Notes from Larry: My opinion: This is too thin. Why would the reader care about Fantine clearing her name? What are we rooting for? What are the stakes in doing so? She clears her name, and then what? Who benefits? She should be playing for more than just clearing her name. Of course she’s earning her continued freedom—and that’s good—but it’s still not enough. With this setup, it’s all about her. It’s self-focused, whereas great heroes are fighting for the good of others, the good of all. You haven’t put Fantine into that position with this setup—it’s too small. You need to give her a bigger, darker, more important game to play, with stakes that extend beyond herself.
Also, the core of your concept was those magical gems. But they’ve completely disappeared for the story you’re telling here. In fact, there is no high-level corruption going on at all—it’s all about her. It would work better if it ends up being about a bigger picture.
What dramatic question does this present? (Example: “Will the hero get the girl in the end, despite XYZ?”)
Will Fantine survive and return to clear her name?
Notes from Larry: This could be stronger. Why will the reader care that she succeeds? What are the stakes of this, beyond her own well-being?
How will she be received if/when she gets back, given that the leaders of Hollity are led to believe she’s a traitor on the side of the rebels, and given that she can expose the lie of the gems and given that the gem powers she gains are far and above those of even the leader of Hollity?
Notes from Larry: Again, what is the risk to the leaders of Fantine exposing the lie?
Why is she the only one with access to this level of power? This last part needs to be explained, and it needs to be logical. Be careful of contrivances in a story like this; everything needs to make sense.

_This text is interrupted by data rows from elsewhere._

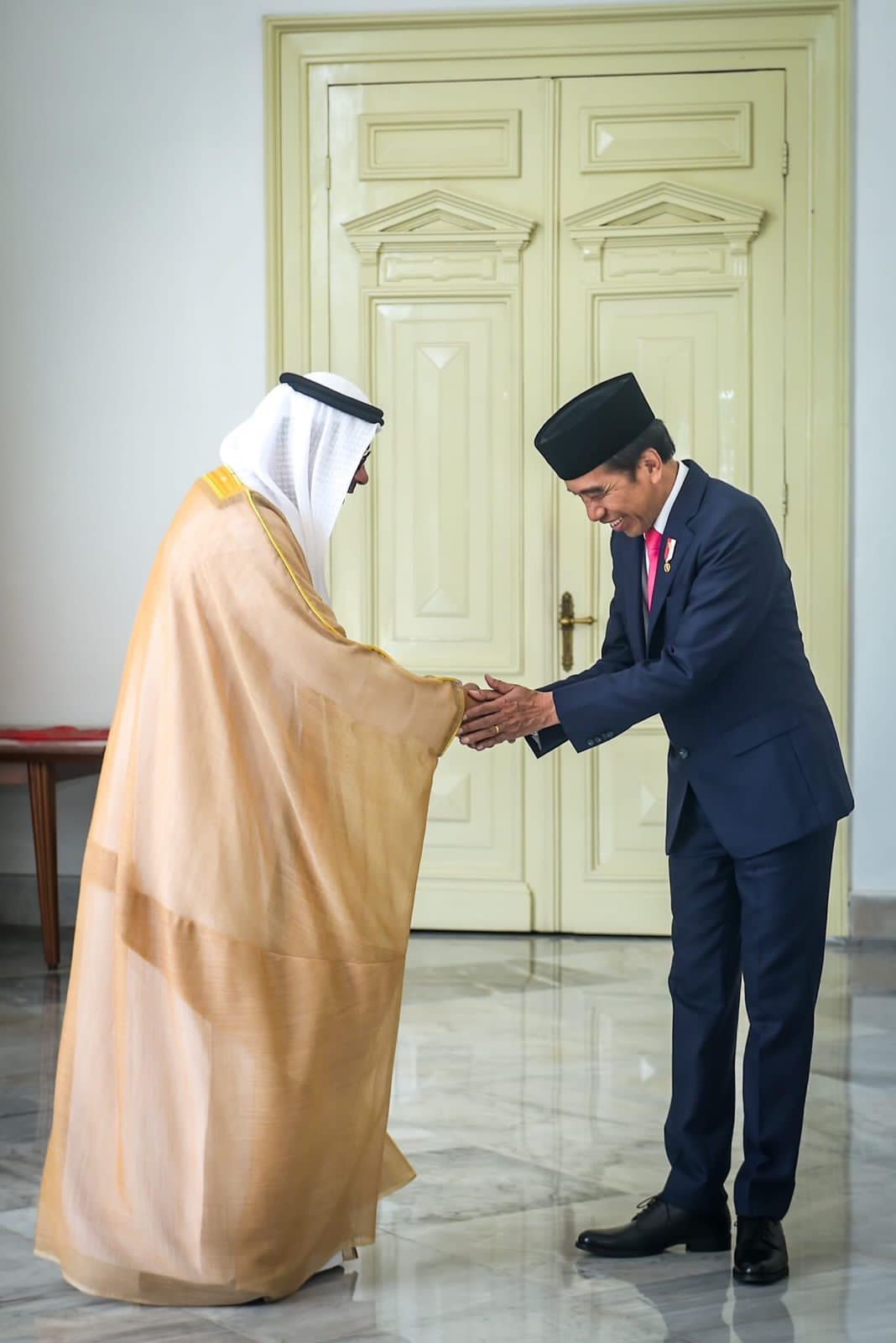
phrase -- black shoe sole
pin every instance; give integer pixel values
(754, 1280)
(703, 1246)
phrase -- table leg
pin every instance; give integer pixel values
(42, 790)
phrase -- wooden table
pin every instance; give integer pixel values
(42, 765)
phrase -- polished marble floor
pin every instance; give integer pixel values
(530, 1090)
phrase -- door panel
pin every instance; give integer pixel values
(671, 206)
(483, 234)
(436, 233)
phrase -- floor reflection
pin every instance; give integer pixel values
(531, 1080)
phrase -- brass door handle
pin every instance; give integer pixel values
(568, 622)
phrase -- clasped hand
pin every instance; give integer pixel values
(503, 713)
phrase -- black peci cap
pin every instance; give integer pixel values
(595, 426)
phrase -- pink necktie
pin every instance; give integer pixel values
(652, 543)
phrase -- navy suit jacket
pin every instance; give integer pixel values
(723, 664)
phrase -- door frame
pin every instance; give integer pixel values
(808, 39)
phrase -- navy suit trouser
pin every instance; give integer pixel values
(762, 920)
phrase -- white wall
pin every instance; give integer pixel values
(133, 336)
(873, 763)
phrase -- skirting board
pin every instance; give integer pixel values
(873, 917)
(19, 900)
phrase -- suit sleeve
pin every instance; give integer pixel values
(616, 656)
(730, 597)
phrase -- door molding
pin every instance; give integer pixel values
(808, 39)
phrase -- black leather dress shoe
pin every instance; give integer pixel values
(655, 1228)
(761, 1251)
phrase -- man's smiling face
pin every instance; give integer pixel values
(627, 503)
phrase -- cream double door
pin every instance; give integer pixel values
(494, 248)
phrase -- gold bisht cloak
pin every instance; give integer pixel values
(227, 1052)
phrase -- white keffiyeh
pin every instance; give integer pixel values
(302, 456)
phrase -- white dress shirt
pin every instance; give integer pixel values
(660, 525)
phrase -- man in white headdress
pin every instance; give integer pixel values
(226, 1063)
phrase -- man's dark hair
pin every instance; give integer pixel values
(627, 460)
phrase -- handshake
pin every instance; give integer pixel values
(503, 713)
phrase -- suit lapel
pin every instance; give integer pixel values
(678, 541)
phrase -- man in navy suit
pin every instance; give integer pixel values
(703, 630)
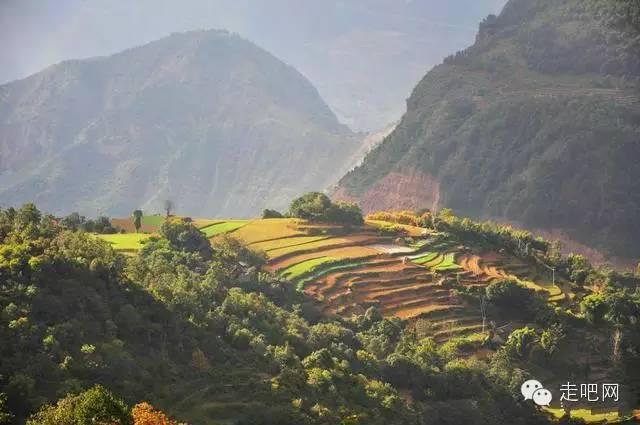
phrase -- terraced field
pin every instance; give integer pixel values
(350, 272)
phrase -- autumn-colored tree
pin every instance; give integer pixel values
(146, 414)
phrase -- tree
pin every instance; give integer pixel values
(137, 219)
(316, 206)
(310, 206)
(183, 235)
(168, 206)
(594, 307)
(5, 416)
(512, 298)
(520, 342)
(146, 414)
(94, 406)
(73, 221)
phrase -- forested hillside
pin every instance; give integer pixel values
(537, 124)
(204, 119)
(195, 329)
(223, 330)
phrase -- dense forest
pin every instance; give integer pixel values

What are you asking your reader to root for in this story?
To root for Fantine to clear her name because she is neither guilty nor a traitor.
Notes from Larry: That’s not enough; we need a much bigger, stronger reason to root for her. What are the stakes, the upside, the consequences, of her clearing her name? Why should we root for that?
Readers will see she is talented and adored by many because throughout the story she selflessly uses her herb healing to help even those who act against her, including the camp commandant, the rebel leader, and fellow prisoner Jineen, who betrays her because she is jealous of her relationship with fellow prisoner Dac. The reader will ache to know why Berry betrayed her.
Notes from Larry: I disagree. It’s too thin. Leaning into soap opera, I fear. I think, based on this, that you are still in the “search for story” phase, that you haven’t found or defined a story that is strong enough yet. The fix is a bigger story with stronger stakes, and a logical reason that Fantine becomes a player, probably the lynchpin player, in saving the rebels and the oppressed from the leaders. How does “the lie” even matter? What happens if that is exposed (at a glance, there are no consequences to this).
The story, as is, is not broken, per se; it just isn’t strong enough, in my opinion. Use The Hunger Games and Katniss (or any other story in the dystopian genre) as a model, and you’ll see that these heroes are all playing for much larger, darker, and more urgent stakes than Fantine is engaged with, something for The Greater Good, beyond her own innocence.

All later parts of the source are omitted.